The Secret World of Jon and Kate: The Stupidest Story in the History of the Universe and the People Who Covered It.
The crazy world of Jon and Kate Gosselin like you've never seen it before! Al Walentis reported on the story for Us Weekly and he delivers a pull-no-punches account of the madness of tabloid journalism, taking you behind the scenes to show what it was really like at ground zero when international paparazzi swarmed into Wernersville, Pennsylvania to cover the unlikeliest celebrity story in history.
Snippet from the Book. (You can read more of the sample on the site).
"A family source said that while she was pregnant with the sextuplets, Kate grew “obsessed” with how many goodies the famed McCaughey septuplets received in 1997."
A beaten man, Jon Gosselin tramped up the steps to his apartment. Jon called it his apartment, but it was nothing more than the upper level of the three-bay garage a few steps to the right of the family’s $1.35-million home in rural Lower Heidelberg Township, Pennsylvania. He had a kitchenette, one bedroom, a living room with a couch where he could crash. The barn, down a gravel path where the obstetrician who lived there before them stabled his horses, looked absolutely more spacious.

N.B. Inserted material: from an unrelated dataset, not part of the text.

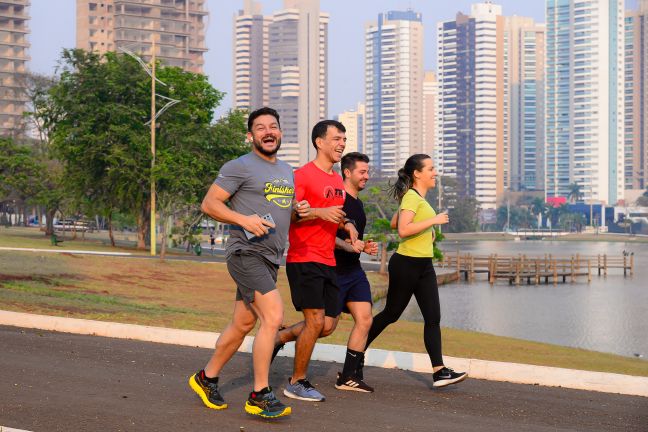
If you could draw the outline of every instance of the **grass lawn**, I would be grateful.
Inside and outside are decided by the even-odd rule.
[[[8,237],[0,229],[0,246],[15,242]],[[385,277],[369,277],[377,290],[385,288]],[[283,268],[278,286],[286,306],[284,322],[300,320]],[[4,310],[220,331],[230,320],[234,290],[225,265],[219,263],[0,251]],[[352,324],[343,315],[338,330],[322,342],[346,344]],[[422,332],[421,323],[398,322],[372,347],[425,352]],[[483,333],[446,328],[443,343],[444,354],[456,357],[648,376],[648,362],[640,359]]]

How Kate loved thinking that Jon lived in exile, a hermit, inside what she viewed as the servants’ quarters, and how Jon hated how she gloated. She plied him with a $5-a-day allowance, even when the television money poured like golden rain, his leash so tight he gagged for five years. The family had only moved to the 23-acre manor, built in 1998, last November, but already the marriage had shattered. Still, it was better to crash miserably in the servants' quarters, Jon thought, than to wage war in front of the kids.
Jon’s buddies said they missed the old Jon, the spry, chipper, always-smiling Jon, the friend who vanished once Kate sunk her fangs into him and chewed off his manhood. Now he was a national joke, an emasculated, kowtowed dupe, mocked by Kate for even daring to breathe — breathe! — during one episode on TLC. Sure, that was part of the shtick that made him a reality star, but reality bites, and Jon was sick of it. He was playing Richard Burton’s George — no, a weaker, spineless George — to Liz Taylor’s Martha from “Who’s Afraid of Virginia Woolf?” But at least George had the stones to uncage his shotgun and terrify the hideous shrew after the humiliation melted his soul.